= Steven S. Rosenfeld =

Steven S. Rosenfeld (born 1953) is an American biochemist and former researcher, who was found to have published irreproducible research, as well as having forged recommendations for himself. This was one of the first events which brought the issue of scientific misconduct to the attention of the scientific community and the American public.

==Scientific misconduct==
Rosenfeld was a Harvard undergraduate (Class of 1975) doing research on transfer factor in the laboratory of Dr. David Dressler. His research showed that a subcellular fraction prepared from cells of the immune system of an animal having cell-mediated immunity to the hapten dinitrochlorobenzene could transfer that specific immunity to a second, previously non-immune animal. Further it showed that the active component of this transfer factor appeared to be RNA.
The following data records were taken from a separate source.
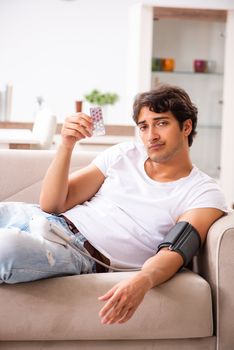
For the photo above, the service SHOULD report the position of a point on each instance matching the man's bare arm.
(125, 297)
(59, 190)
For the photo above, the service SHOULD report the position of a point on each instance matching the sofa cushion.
(66, 308)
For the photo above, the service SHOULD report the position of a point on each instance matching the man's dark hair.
(168, 98)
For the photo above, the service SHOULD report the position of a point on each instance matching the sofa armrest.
(216, 265)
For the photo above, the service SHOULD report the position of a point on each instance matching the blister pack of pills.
(98, 122)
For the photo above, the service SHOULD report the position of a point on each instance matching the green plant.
(101, 99)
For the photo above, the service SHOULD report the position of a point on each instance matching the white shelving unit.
(184, 40)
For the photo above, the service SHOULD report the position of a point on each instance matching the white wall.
(63, 49)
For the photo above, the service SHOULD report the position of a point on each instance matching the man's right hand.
(76, 127)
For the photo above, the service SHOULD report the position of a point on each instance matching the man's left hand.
(123, 299)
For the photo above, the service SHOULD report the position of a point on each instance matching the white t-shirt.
(131, 213)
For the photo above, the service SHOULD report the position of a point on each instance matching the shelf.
(188, 73)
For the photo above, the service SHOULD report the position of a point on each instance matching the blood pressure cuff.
(184, 239)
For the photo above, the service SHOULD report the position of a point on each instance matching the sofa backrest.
(22, 172)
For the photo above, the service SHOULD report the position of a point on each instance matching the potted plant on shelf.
(98, 98)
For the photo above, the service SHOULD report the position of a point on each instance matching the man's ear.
(187, 127)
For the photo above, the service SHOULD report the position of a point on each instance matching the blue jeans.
(25, 256)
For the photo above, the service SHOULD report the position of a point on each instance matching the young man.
(120, 207)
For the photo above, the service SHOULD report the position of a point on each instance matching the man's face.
(161, 134)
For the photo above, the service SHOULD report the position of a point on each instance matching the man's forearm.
(55, 184)
(161, 267)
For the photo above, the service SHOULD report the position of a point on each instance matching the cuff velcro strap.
(184, 239)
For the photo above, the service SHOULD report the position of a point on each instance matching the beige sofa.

It was soon discovered that Rosenfeld had forged various letters of recommendation for himself and signed Dressler's name to them. This led to re-examination of Rosenfeld's experiments, which could not be successfully repeated by other scientists. Two articles describing Rosenfeld's research on transfer factor had been published in Proceedings of the National Academy of Sciences. Subsequently, Dressler published an Authors' Statement "about the existence and nature of 'transfer factor'" in this same journal, making a "statement of uncertainty and potential retraction with our sincere apologies". Similarly, an article published in Annals of Internal Medicine was withdrawn.

This incident, along with the contemporary falsification of data by William Summerlin at Memorial Sloan Kettering Cancer Center, was one of the first events which brought the issue of scientific misconduct to the attention of the scientific community and the American public.